An execution parade on TV is making international headlines this weekend, as the Guardian UK reported this Friday, March 1, that China is split on the broadcast of four prisoners being sent to their deaths as either justice or cruelty.
The original news headline read this week: “China divided on TV 'execution parade': judicial resolve or crude voyeurism” as some Chinese officials and the public at large are at ends over whether the televised movement of four foreign prisoners sentenced to death for the murder of Chinese sailors is lawful or not.
Naw Kham was one such prisoner. "I haven't been able to sleep for two days. I have been thinking too much. I miss my mom. I don't want my children to be like me," the 44-year-old Burmese druglord said in a Chinese TV interview while chained to a chair.

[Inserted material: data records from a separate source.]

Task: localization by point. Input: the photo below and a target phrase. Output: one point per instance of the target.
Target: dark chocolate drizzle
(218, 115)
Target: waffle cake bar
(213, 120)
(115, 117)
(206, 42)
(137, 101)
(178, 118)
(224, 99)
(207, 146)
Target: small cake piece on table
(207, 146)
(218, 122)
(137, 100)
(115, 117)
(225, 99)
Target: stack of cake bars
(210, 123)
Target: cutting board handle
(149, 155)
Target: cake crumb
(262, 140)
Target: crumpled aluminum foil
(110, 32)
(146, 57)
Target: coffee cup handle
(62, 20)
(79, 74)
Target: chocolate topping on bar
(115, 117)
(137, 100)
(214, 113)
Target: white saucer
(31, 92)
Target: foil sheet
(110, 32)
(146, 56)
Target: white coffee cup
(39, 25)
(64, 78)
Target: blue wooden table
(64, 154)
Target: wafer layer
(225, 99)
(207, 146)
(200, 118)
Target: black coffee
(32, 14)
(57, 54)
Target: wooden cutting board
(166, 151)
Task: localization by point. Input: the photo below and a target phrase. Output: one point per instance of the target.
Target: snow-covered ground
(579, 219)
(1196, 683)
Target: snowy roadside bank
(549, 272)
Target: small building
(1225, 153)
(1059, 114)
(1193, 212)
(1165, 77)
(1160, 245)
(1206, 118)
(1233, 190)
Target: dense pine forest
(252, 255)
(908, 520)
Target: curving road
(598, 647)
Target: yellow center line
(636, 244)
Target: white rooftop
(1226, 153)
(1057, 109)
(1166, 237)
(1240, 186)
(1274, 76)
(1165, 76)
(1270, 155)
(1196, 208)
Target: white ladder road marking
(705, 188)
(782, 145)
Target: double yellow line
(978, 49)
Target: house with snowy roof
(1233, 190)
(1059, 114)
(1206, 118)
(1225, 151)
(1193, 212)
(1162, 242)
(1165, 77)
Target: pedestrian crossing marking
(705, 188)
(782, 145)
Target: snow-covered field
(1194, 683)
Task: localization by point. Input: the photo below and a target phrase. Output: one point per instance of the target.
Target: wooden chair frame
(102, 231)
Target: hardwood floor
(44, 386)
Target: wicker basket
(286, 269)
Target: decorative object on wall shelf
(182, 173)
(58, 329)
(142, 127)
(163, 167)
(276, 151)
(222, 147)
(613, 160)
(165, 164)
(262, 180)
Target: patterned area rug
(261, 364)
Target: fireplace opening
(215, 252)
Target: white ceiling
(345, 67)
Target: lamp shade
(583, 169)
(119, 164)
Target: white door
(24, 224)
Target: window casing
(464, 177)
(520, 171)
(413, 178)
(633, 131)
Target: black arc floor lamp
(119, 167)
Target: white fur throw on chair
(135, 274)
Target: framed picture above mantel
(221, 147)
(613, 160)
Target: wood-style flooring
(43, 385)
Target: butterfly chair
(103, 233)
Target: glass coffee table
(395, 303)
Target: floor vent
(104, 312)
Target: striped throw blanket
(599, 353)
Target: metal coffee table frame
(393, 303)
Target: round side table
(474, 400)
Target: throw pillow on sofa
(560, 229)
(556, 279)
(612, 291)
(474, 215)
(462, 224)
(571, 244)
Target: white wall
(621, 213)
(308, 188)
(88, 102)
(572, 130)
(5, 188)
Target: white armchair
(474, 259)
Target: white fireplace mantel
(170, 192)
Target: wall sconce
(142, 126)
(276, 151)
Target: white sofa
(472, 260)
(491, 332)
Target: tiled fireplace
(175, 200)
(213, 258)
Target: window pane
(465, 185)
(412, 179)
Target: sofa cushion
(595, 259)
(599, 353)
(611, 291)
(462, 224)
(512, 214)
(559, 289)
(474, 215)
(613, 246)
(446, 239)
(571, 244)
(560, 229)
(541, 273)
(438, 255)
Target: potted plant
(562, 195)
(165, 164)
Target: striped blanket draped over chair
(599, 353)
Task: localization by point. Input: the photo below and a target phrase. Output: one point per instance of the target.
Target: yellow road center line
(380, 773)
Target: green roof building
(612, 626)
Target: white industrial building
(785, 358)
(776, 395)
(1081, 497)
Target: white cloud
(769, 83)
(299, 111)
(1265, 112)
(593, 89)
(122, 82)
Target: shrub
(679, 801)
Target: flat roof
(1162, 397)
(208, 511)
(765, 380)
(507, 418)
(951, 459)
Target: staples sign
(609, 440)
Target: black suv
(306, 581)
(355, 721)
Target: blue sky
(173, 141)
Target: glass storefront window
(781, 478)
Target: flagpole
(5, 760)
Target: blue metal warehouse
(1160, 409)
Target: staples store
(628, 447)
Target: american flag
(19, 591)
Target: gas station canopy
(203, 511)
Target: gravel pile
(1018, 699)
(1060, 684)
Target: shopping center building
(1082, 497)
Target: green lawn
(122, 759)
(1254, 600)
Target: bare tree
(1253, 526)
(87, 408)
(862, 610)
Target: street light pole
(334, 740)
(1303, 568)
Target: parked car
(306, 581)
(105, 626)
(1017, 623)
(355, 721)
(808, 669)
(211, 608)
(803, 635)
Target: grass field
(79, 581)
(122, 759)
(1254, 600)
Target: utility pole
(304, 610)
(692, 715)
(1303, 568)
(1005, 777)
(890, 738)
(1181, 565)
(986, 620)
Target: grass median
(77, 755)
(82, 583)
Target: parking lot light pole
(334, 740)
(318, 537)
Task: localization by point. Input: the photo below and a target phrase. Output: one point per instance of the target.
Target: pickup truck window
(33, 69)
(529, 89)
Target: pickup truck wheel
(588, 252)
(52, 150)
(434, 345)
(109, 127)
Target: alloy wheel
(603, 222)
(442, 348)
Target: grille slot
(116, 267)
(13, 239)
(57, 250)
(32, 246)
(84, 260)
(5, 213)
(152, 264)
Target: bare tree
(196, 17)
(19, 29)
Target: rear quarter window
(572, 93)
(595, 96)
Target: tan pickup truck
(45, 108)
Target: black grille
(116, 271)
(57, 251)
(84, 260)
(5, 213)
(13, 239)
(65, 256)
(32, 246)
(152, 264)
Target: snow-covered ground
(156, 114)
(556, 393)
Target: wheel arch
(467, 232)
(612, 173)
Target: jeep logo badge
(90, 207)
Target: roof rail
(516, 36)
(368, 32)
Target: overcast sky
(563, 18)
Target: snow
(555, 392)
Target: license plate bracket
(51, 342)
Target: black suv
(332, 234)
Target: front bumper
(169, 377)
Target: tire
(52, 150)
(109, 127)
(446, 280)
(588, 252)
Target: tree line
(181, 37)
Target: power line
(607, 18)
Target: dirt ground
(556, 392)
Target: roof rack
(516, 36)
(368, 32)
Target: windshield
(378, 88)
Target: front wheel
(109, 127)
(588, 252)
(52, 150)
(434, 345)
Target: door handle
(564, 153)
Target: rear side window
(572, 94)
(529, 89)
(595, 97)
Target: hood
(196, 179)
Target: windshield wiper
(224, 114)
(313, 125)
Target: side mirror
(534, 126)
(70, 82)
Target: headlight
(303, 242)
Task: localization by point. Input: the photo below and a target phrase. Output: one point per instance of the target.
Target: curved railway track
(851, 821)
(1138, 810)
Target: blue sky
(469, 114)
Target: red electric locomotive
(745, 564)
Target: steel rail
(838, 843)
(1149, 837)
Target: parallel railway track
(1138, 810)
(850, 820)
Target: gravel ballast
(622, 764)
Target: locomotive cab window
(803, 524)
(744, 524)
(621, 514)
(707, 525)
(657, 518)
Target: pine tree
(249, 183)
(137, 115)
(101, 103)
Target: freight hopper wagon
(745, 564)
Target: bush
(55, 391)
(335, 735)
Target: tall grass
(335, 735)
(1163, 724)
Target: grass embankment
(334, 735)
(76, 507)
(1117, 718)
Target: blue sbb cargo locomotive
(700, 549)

This Friday, the Burmese pirate was executed for being charged with the murder of Chinese sailors back in Oct. of 2011. His last moments, including the execution parade on TV, were all broadcast across national television.
In the televised showing, police officers brought Kham from his detention hold in China to the execution site, where he and three of his men were killed by lethal injection. The actual deaths, however, were not done on camera.
Public response in China to the execution parade of sorts has been mixed. Some have voiced it as a government showing of resolve and justice, while others have viewed it as a wrongful making of someone’s final moments in life as a lesson for others.
Experts also report that the broadcast was meant to be ambiguous and leave a powerful message and effect on viewers.